Dear babe, that sleepest cradled by my side,
Whose gentle breathings, heard in this dead calm, 50
Fill up the interspersed vacancies
And momentary pauses of the thought!
My babe so beautiful! it fills my heart
With tender gladness, thus to look at thee,
And think, that thou shalt learn far other lore,
And in far other scenes! For I was rear'd
In the great city, pent mid cloisters dim,
And saw nought lovely but the sky and stars.
But thou, my babe! Shalt wander, like a breeze,
By lakes and sandy shores, beneath the crags 60
Of ancient mountain, and beneath the clouds,
Which image in their bulk both lakes and shores
And mountain crags: so shalt thou see and hear
The lovely shapes and sounds intelligible
Of that eternal language, which thy God
Utters, who from eternity doth teach
Himself in all, and all things in himself.
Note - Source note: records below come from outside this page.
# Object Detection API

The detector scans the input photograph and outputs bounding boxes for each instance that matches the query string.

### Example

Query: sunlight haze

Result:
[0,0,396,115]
Great universal Teacher! he shall mould
Thy spirit, and by giving make it ask.

Therefore all seasons shall be sweet to thee, 70
Whether the summer clothe the general earth
With greenness, or the redbreasts sit and sing
Betwixt the tufts of snow on the bare branch
Of mossy apple-tree, while all the thatch
Smokes in the sun-thaw: whether the eave-drops fall
Heard only in the trances of the blast,
Or whether the secret ministery of cold
Shall hang them up in silent icicles,
Quietly shining to the quiet moon,
Like those, my babe! which, ere to-morrow's warmth 80
Have capp'd their sharp keen points with pendulous drops,
Will catch thine eye, and with their novelty
Suspend thy little soul; then make thee shout,
And stretch and flutter from thy mother's arms
As thou would'st fly for very eagerness.